Für Dich soll`s rote Rosen regnen … Teil 2

Eine Geschichte über leiborientierte Musiktherapie in der Praxis in 3 Teilen

Nach ca. 1 ½ Jahren zieht seine Frau zu ihm und zu uns auf die Pflegestation. Ihre Demenz ist fortgeschritten und sie kann nicht mehr zu Hause betreut werden. Zunächst ist das Ehepaar glücklich, wieder vereint zu sein. Jedoch der Umstand, nach über 80 Jahren das vertraute Heim (es ist ihr Elternhaus, in dem das Ehepaar über 60 Jahre lang zusammen lebte) verlassen zu müssen, leistete der Demenz einen erneuten Schub. Frau Schmitz konnte sich nicht einfinden.

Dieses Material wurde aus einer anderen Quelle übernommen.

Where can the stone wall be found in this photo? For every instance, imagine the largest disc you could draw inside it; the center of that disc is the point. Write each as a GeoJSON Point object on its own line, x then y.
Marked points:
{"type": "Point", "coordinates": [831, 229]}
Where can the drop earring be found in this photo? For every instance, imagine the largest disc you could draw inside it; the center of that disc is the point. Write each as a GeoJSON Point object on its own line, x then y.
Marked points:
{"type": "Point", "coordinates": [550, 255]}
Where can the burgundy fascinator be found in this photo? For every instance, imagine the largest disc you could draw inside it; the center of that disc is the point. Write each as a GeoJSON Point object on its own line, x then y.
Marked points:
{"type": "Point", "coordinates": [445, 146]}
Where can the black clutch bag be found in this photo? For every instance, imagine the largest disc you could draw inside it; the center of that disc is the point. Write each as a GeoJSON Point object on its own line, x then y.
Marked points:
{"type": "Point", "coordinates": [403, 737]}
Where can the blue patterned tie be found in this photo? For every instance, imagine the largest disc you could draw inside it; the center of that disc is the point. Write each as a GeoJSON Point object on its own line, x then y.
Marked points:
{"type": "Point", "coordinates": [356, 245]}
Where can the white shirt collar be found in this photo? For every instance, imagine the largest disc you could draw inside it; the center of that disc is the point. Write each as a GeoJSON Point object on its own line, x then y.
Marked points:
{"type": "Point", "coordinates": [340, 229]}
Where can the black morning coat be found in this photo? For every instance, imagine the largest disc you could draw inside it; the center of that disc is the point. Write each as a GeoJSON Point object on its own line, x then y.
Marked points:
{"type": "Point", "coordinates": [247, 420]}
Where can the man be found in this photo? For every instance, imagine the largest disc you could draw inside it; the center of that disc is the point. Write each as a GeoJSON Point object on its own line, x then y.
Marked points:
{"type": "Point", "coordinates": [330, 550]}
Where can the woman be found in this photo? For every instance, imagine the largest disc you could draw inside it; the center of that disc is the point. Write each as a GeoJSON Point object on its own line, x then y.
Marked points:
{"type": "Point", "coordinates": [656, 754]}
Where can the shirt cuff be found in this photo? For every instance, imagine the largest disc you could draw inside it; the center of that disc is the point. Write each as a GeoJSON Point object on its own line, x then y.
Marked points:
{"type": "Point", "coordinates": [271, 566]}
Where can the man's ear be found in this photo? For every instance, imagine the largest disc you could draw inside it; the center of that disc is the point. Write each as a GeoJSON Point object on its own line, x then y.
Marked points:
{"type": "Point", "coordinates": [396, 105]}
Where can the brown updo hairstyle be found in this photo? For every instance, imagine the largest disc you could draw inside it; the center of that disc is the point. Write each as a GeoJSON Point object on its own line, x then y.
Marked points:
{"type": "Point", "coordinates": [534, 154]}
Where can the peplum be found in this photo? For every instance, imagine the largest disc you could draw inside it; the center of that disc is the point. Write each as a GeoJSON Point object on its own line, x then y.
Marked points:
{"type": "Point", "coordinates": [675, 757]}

Glücklich und „angekommen“ wirkte sie nur, wenn sie mit ihrem Mann gemeinsam gesungen hat. Oft stimmte Herr Schmitz die ersten Takte eines  „ihrer“ Lieder an, wenn sie den Anfang vergessen hatte. Die Atmosphäre, die dann entstand, ist mit Worten kaum wiederzugeben. Im Singen, mit den Klängen veränderte sich ihre Körperhaltung. Sie setzte sich aufrecht und gerade hin, ihre Augen glänzten und strahlten mit ihrem Lachen um die Wette. Ihre Präsenz war in diesen Momenten stärker als die ihres Mannes. Angehörige anderer Bewohner/innen blieben stehen, klatschten Beifall, sangen mit oder erinnerten sich, das Ehepaar auf Hochzeiten oder Festen gesehen und gehört zu haben. Das waren die wunderbaren Momente, in denen sie sich gesehen fühlten. Ihr Lebensstolz war dann sichtbar und spürbar.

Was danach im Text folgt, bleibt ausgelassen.